Matech Competition, with drivers Thomas Mutsch and Romain Grosjean, put any memory of their disappointing Silverstone weekend into the past, taking advantage of fortunately timed safety car with quick pitstop to take their second win of the season in the FIA GT1 World Championship.
The duo, who had lost their championship lead only the day before after title rivals Michael Bartels and Andrea Bertolini won the Qualifying Race, had endured a torrid weekend at the previous round, with a straight line speed disadvantage, and though some hint of the deficit remained around Brno the Czech track gave their Ford GT enough chance to show it's prowess through the corners to hold off the Young Driver AMR car for Tomas Enge and Darren Turner to take the checkered flag.
The race had not started well for either team, in fact rather disastrously for the Aston Martin, with Tomas Enge taking the start in his home country.
As the field headed turned out of the final corner to take the rolling start most of the 22 car field – devoid of one Phoenix Corvette and the Kox/Haase Reiter Lamborghini – Enge had pulled to the extreme side of the track on driver's left as much of the pack streamed by the car on the way to turn one. It was, so Enge would claim, mix up between lights and race controller, with one signalling the start had been aborted, while another seemed to be starting the race.
The lights on the gantry certainly went green, but Enge believed the start had been aborted. He was, in something that can be seen as a indictment of his choice, the only driver not to accelerate away as normal.
Enge's misjudgement left the Bertolini with an unchallenged lead into turn one with the Sumo Power GT Nissan of Michael Krumm able to take second place, behind there was the normal traditional first corner shuffling, with Grosjean dropping back on the start from sixth and being the biggest loser when the two Hexis AMR cars touched, sending Fred Makowiecki's no.9 car shimmying sideways into Grosjean's charge, dropping the Frenchman back to eighth.
The French/Swiss was soon able to make it by the Aston, using the Ford's cornering to cut inside in the final chicane, but Matech's weekend was about to take another hit, with Rahel Frey being spun into the gravel by Stefan Mucke, the Ford dipping it's rear wheels playfully into the gravel, standing Frey, making her debut in relief of injured Natacha Gachnang in the series.
The beached car saw the safety car scrambled, closing up the field, but the restart was to see nore drama when Bertolini was handed a stop-go penalty for what race directors called “a violation of speed” at the start and it was not to be long before the safety car made it's decisive appearance.
The first restart had put Makowiecki – saddled with success ballast after Silverstone – the two Tripe H Maseratis and the Marc VDS Ford of Bas Leinders on track together, all battling over the same places. As is often the case in such scenarios a failed overtaking attempt by one car can present an opportunity for another. The unlucky man in the middles was Maserati pilot Alex Margaritis, who saw an chance to overtake the Aston only end in Leinders nipping past. The Belgian's stay in the place was not to last long, Margaritis trying a move that can only be described as 'optimistic' at the left-handed turn 13.

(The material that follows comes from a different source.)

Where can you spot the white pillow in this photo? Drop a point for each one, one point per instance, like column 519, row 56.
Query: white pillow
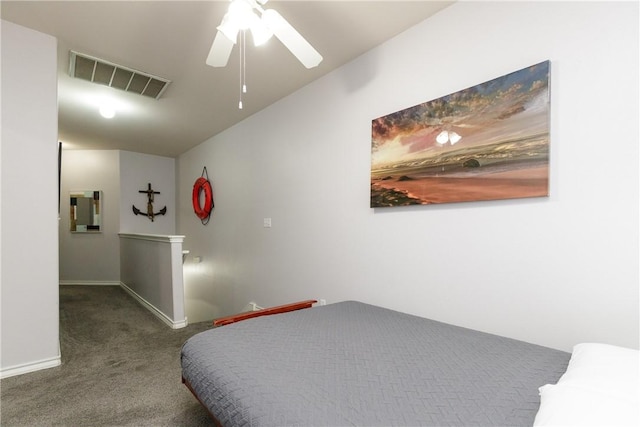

Leinders' unaware of the Greek's over-eager manoeuvre turned towards the apex only to be pushed into the gravel, where Margaritis would join him. Leinders was not happy, furiously gesticulating once out of the car and storming back to the pits, branding his aggressor and “idiot” in a colourful interview with the pitlane reporter.
Retrieval of the cars saw the safety car once more, just as the pit window was being cracked open.
What followed was more a scene from NASCAR.
Nearly the whole field – all bar about half-a-dozen cars – diving into the pits at once. Quite how what happened actually happened is unknown. Having come into the pits from fourth and tenth the Matech Ford and Young Driver AMR entry emerged first and second from the pits – with Thomas Mutsch and Darren Turner relieving Grosjean and Enge. The Sumo Power Nissan, which had briefly led after the Bertolini served his penalty shuffled back to third.
From the top three didn't change – Turner made a few half-hearted looks at taking the lead by Mutsch was always just far enough to stay ahead, or just enough of Turner's attention was taken by Peter Dumbreck behind him. The three teams pulling gradually away from Monegasque Clivio Piccione in the no.10 Hexis car in fourth, the leaders rubber stamping their place as the early pace-setters in the series, along with the rapid but luckless Vitaphone cars.
The black and turquoise cars were making their way up through the field in tandem, both making it past the all.inkl.com Lamborghini of Dominik Schwager within two corners, though the German was able to hold onto seventh in the car he shared with Nicky Pastorelli to claim the team's first points after a sluggish start to the year.
The solo Phoenix Corvette finished eighth, one-time F1 and WRC driver bringing the no.9 Hexis car home ninth and Karl Wendlinger and Henri Moser conspired to bring their SRT Nissan home for the final point in tenth.
Mutsch and Grosjean now sit on 56 points in the standings, 12 clear of Bartels and Bertolini, who salvaged their weekend with fifth, shadowing Piccione across the line as the top-five were covered by less than two seconds.